Physics needs measurements which are more and more precise, but any measurement in physics is marred by noise: imperfect preparation of the system to be measured, thermal disturbance, etc. At the most extreme scales this occurs at the level of particles such as photons, and this noise is thus quantum by nature. This is what is known as the Heisenberg limit, a limit which cannot be overcome and which represents the fact that no measurement can be of an absolute and infinite precision. But there are easier ways than others to get closer to this limit. Daniel Braun, of the University of Toulouse, and John Martin, of the University of Liège, have just conceived of a theoretical system which will doubtless aid experimenters and favour applications in numerous scientific disciplines. Their work has just been the subject of a publication in Nature Communications (1).

The research by Daniel Braun, Professor at the theoretical physics laboratory at the University of Toulouse III, and John Martin, lecturer and head of the quantum optics group at the ULg, enters the context of precision measurements whose sensitiveness can be improved in using quantum specificities, the properties of microscopic objects such as particles or light, properties which have no equivalence in classical physics.

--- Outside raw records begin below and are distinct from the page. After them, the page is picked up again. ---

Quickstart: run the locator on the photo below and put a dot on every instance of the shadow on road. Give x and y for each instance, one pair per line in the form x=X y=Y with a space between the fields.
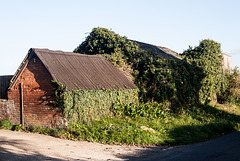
x=22 y=154
x=223 y=148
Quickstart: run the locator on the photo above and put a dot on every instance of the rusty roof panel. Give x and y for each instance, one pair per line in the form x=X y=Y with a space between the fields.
x=80 y=71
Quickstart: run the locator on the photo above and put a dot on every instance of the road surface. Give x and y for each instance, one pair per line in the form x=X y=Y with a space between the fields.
x=28 y=146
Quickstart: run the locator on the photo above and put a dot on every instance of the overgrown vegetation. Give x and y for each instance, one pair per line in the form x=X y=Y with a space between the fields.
x=174 y=97
x=198 y=123
x=87 y=105
x=6 y=124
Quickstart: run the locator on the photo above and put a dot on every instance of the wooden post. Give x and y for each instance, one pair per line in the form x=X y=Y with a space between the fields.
x=21 y=103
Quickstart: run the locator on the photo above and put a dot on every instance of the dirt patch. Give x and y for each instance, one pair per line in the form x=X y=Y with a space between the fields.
x=20 y=146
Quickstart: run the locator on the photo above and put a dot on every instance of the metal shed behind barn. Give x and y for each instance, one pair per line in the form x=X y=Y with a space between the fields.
x=4 y=83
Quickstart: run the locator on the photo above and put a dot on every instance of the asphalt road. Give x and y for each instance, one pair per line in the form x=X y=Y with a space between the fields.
x=225 y=148
x=28 y=146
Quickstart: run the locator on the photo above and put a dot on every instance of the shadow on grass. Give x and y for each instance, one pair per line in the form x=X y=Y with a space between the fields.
x=222 y=123
x=14 y=151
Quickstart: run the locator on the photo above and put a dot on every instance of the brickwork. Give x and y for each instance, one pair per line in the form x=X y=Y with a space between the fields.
x=8 y=110
x=38 y=95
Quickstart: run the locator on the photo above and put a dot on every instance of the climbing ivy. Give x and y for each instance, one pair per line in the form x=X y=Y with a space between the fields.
x=207 y=56
x=86 y=105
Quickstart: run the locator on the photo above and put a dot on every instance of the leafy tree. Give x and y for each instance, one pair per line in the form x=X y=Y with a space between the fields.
x=114 y=47
x=208 y=57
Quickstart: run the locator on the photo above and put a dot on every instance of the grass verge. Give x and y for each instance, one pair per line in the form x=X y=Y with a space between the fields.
x=193 y=125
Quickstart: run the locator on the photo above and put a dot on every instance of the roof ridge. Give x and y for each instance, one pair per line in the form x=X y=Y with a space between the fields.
x=60 y=52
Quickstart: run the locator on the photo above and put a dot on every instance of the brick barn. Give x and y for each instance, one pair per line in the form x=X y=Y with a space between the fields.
x=30 y=94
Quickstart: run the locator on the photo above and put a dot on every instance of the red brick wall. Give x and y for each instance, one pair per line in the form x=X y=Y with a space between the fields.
x=9 y=111
x=38 y=95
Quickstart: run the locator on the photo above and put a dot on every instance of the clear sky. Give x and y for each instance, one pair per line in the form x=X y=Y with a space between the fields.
x=64 y=24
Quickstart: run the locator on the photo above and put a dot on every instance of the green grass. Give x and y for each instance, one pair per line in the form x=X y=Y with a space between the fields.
x=196 y=124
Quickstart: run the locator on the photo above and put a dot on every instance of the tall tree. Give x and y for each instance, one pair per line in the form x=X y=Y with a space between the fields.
x=114 y=47
x=207 y=56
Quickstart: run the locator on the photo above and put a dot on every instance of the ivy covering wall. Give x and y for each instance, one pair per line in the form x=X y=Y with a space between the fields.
x=86 y=105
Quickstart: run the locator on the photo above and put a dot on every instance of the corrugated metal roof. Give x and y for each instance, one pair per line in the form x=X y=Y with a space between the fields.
x=80 y=71
x=4 y=83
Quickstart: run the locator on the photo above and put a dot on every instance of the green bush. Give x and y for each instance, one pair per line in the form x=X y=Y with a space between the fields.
x=17 y=127
x=6 y=124
x=231 y=88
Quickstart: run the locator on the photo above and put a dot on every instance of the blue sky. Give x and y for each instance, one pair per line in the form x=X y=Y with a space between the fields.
x=64 y=24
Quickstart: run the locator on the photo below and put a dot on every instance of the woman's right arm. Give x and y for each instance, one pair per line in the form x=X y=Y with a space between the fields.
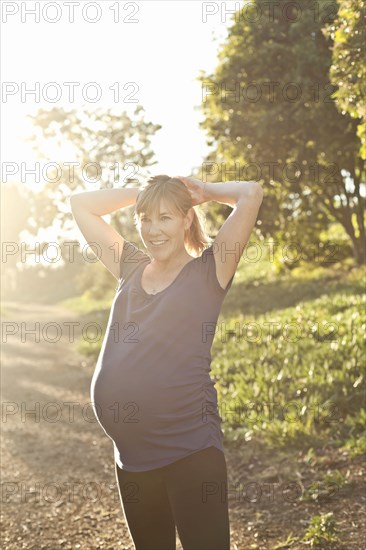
x=87 y=209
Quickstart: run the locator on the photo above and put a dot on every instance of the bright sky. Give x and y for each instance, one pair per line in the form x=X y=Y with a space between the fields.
x=162 y=53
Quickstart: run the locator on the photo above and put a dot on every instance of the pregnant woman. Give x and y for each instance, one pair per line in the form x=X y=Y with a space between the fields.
x=151 y=389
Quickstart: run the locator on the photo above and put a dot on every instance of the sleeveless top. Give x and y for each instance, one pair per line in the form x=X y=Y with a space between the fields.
x=151 y=390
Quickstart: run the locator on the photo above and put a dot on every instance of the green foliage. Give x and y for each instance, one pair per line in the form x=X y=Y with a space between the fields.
x=308 y=143
x=348 y=70
x=356 y=440
x=322 y=530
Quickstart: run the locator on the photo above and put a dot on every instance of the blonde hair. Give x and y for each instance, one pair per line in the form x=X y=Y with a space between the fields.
x=174 y=192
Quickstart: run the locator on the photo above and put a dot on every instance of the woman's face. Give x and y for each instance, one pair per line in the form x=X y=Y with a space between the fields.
x=163 y=232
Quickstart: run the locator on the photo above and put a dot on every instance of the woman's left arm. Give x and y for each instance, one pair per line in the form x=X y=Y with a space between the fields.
x=246 y=198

The article they have just published presents a general formalism which they have applied to the particular case of measuring the length of a cavity. By a cavity is here meant two mirrors between which light can be trapped. The idea is to be able to measure variations in the length of the cavity over the course of time with the greatest precision possible. The length can in effect vary due to different factors: external perturbations, temperature variations, etc.